Boosting engagement with news customers. In recent years, news publishers have found success by building events businesses that help expand on their coverage. Why can’t that work online? As Digiday notes, many of these publishers, such as the Texas Tribune, have taken steps to set these events up virtually. The Tribune’s CEO, Evan Smith, noted that the nonprofit had already incorporated livestreaming elements into its approach and was expanding on those elements. “We’ve seen no disruption in revenue to this point,” Smith told the outlet. “It’s early, so I’m not foreclosing on the option for disruption, but it’s looking good.”
Stretching out the event digitally. The Brewers Association’s Craft Brewers Conference was supposed to be a three-day event in San Antonio, Texas, this month.

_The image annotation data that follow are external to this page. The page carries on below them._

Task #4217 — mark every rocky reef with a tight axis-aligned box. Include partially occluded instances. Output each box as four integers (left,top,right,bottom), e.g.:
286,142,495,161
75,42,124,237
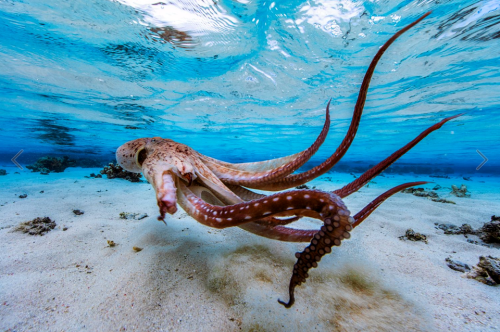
14,217,56,235
399,228,427,243
100,163,142,182
465,256,500,286
478,216,500,243
26,156,76,175
434,216,500,244
450,184,470,197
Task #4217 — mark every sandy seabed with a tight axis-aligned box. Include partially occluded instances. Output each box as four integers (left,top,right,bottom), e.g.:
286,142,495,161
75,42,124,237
0,168,500,331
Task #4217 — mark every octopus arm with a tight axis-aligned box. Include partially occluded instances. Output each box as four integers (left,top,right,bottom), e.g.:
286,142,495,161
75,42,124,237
278,181,427,308
200,101,331,186
334,113,463,198
352,181,429,228
188,164,307,236
247,12,430,191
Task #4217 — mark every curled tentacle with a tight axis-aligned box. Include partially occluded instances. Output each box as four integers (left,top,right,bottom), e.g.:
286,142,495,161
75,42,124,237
278,209,354,308
246,12,430,191
334,113,463,198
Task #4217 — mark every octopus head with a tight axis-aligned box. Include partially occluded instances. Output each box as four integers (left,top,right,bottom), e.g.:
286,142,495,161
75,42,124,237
116,137,155,173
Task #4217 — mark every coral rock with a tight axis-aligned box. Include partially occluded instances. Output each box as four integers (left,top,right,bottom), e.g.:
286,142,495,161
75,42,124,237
479,216,500,243
14,217,56,235
399,228,427,243
450,184,470,197
26,156,76,175
446,257,470,272
466,256,500,286
100,163,142,182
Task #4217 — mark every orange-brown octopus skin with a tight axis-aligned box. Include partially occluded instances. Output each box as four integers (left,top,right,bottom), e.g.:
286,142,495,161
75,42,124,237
116,13,461,308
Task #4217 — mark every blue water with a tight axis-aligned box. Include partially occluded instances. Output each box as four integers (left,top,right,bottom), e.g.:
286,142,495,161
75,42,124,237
0,0,500,174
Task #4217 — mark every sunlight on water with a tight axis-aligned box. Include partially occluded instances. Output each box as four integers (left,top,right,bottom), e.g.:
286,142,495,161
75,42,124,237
0,0,500,171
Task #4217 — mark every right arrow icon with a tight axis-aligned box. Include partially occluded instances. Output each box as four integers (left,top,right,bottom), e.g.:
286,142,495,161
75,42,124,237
476,150,488,171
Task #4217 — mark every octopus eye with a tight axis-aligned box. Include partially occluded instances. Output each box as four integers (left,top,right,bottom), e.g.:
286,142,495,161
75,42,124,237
137,149,148,166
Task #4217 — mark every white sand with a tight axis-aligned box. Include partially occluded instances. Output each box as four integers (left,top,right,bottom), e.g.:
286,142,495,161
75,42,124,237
0,168,500,331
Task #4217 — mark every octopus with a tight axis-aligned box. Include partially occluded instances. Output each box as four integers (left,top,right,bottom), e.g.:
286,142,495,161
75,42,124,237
116,13,461,308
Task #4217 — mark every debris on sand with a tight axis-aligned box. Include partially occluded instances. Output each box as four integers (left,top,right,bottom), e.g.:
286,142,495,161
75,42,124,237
446,257,470,272
478,216,500,243
86,173,102,179
100,163,142,182
465,256,500,286
434,223,476,235
26,156,76,175
401,187,456,204
120,212,148,220
450,184,470,197
434,216,500,244
399,228,427,243
14,217,56,235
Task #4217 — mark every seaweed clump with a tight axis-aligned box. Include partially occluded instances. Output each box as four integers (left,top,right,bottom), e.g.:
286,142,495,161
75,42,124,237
14,217,56,235
401,186,456,204
450,184,470,197
478,216,500,243
100,163,142,182
26,156,76,175
435,216,500,244
399,228,427,243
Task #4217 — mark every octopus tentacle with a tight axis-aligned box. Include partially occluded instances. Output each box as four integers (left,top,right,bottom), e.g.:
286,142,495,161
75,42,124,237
352,181,429,228
226,184,267,201
199,100,331,186
198,100,331,176
278,181,428,308
177,181,349,228
334,113,463,198
246,12,430,191
200,152,302,172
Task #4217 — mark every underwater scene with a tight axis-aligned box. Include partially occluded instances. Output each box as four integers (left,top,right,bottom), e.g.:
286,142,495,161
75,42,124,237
0,0,500,331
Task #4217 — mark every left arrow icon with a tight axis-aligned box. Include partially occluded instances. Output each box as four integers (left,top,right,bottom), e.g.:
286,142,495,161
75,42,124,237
10,150,24,170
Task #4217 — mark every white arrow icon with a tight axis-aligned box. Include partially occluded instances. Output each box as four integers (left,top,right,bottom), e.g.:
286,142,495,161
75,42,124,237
476,150,488,171
10,150,24,170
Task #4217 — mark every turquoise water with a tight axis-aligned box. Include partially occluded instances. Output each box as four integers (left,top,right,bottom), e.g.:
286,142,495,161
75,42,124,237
0,0,500,174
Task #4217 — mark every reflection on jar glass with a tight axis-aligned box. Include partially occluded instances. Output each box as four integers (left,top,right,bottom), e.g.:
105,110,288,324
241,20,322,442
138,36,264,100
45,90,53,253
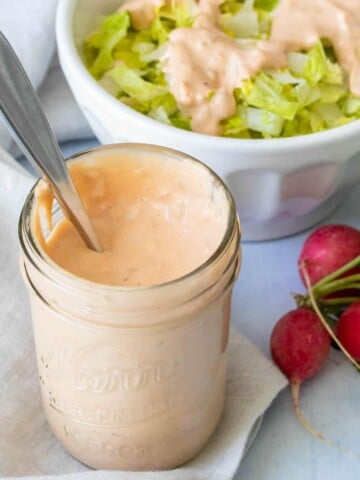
19,144,241,470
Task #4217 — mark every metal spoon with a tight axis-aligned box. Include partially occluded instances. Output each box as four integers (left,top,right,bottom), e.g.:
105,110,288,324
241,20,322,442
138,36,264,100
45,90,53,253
0,32,103,252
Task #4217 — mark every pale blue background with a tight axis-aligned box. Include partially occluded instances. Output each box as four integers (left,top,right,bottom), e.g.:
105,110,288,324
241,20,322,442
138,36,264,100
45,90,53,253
21,141,360,480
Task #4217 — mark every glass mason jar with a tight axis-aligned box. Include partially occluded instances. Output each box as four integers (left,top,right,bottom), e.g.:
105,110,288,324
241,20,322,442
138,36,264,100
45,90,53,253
19,144,241,470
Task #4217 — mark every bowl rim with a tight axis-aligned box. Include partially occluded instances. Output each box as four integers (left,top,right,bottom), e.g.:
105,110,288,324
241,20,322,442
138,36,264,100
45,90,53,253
56,0,360,153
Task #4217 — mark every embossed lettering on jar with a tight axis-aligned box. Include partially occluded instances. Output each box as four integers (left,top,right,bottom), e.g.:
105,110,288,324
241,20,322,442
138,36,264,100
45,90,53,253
19,144,241,470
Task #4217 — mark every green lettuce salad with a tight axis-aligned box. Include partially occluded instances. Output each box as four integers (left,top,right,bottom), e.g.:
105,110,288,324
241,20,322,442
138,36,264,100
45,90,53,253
84,0,360,138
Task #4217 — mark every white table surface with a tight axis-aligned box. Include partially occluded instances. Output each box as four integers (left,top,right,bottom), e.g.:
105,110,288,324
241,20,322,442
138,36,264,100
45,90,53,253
21,141,360,480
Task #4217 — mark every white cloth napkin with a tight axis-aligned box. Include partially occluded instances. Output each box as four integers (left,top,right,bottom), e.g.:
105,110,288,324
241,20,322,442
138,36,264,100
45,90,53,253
0,0,92,152
0,149,286,480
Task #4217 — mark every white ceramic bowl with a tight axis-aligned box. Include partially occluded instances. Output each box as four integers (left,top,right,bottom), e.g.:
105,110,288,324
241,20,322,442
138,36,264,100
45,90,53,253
56,0,360,240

Instead, it’s now a five-week program with offerings throughout the month—40 total seminars over five workweeks. Notably, the virtual event has been made free by the association. “Since we’re all social distancing and getting our share of screen time, CBC Online is an opportunity to invest in your education, so that when the dust finally settles, you will emerge stronger and smarter than ever before,” the conference website states. “We promise you’ll leave with some great new ideas to bring to your job.”
Developing educational opportunities, even for nonmembers. Around the country, the Girl Scouts are taking steps to help students remain active and earn badges. And if you don’t have a membership? No big deal. The Girl Scouts of Southeastern Michigan, for example, is offering its services to members and nonmembers alike, including by offering a virtual patch program to nonregistered scouts. “We want them to know that in the midst of all that’s going on, they can still learn and grow, and have fun at home while doing it,” said Tiffiny Griffin, the group’s vice president of programs, to The News-Herald.